Langford, a ticket-seller in a burgeoning domestic division, was to have boxed on the undercard of Andy Lee vs Billy Joe Saunders in Limerick on 19 September, but the show’s postponement brought about a change and he now tops the bill at Wolverhampton Civic Hall on Saturday (3 October).
“My wife [Leanne, a student nurse] finds it strange,” he chuckled. “You need to have that buzz and that popularity to be able to sell tickets and to be able to get the bigger fights. The support doesn’t make me nervous; it doesn’t make me feel anxious, it just makes me feel better. It makes me feel more at home. It’s good because it means that anywhere up the west coast of England I sell loads of tickets. It means everywhere you go you feel like the home fighter.”

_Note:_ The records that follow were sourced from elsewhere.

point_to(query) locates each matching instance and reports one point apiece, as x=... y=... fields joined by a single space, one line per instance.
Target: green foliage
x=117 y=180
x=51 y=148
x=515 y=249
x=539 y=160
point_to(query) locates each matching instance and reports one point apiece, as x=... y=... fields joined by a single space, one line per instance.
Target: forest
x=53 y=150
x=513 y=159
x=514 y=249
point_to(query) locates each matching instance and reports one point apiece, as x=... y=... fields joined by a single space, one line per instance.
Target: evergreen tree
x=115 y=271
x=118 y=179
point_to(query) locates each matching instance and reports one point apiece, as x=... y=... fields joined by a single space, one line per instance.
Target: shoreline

Tom Chaney, maestro of Small Heath
Tom Chaney boxed as a schoolboy for Birmingham’s Small Heath ABC - the inner-city gym that spawned world-class middleweight Matthew Macklin and Chaney’s former charge, Frankie Gavin. After retracing his steps with son TJ some years later, Chaney discovered an aptitude for coaching and in 2000 he founded Hall Green ABC. Chaney has produced a host of national champions since. The amiable Brummie’s calm, cerebral approach held immediate appeal for the young Langford.

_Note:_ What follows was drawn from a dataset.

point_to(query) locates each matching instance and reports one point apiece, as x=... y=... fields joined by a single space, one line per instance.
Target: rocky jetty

“He’s switched on Tom, he knows what he’s talking about,” Langford affirmed. “He’s really intuitive and he’s a calming influence on you in the corner. Having someone like that is massively important. He knows how to talk to me as well – how to get the message across to me. I know if he says I should throw a certain punch it’ll work.”
Chaney believes Langford’s “selfish desire” sets him apart. “He’s a great person to train,” Chaney said. “When you’re talking about his actual boxing ability, he could go far. He’s got a real dream and desire to do well in boxing. His boxing comes before anything – it always has done. He’s got that will to win.”
Chaney described how a teenage Langford would embark upon a six-hour round trip to Hall Green – often commuting from Bideford with his family when they travelled to West Bromwich Albion’s home ties every second weekend.
“He was so self-driven and the first stage was: get to Birmingham – get in and around us and [take] the opportunity for more and more fights and sparring. And he knew that as a kid; he’s been driven from a kid to do it.”
The British middleweight division holds real promise. It contains the likes of Joe Selkirk, Tom Doran, Adam Etches, John Ryder, Anthony Ogogo and Blackwell, alongside more established names such as Lee, Saunders, Macklin and Chris Eubank Jr. It’s a mix that excites both Langford and Chaney.
“There are big fights out there domestically and worldwide but domestically, there are exciting fights just around the corner,” Langford said. “Middleweight’s a stacked division. It makes for good competition; it makes for better performances and if you come through it all then you’re obviously a better fighter.”
Chaney is in agreement with his protégé: “It’s good to be in a division that’s really vibrant because when you do beat ‘em, you get plenty of recognition for it.”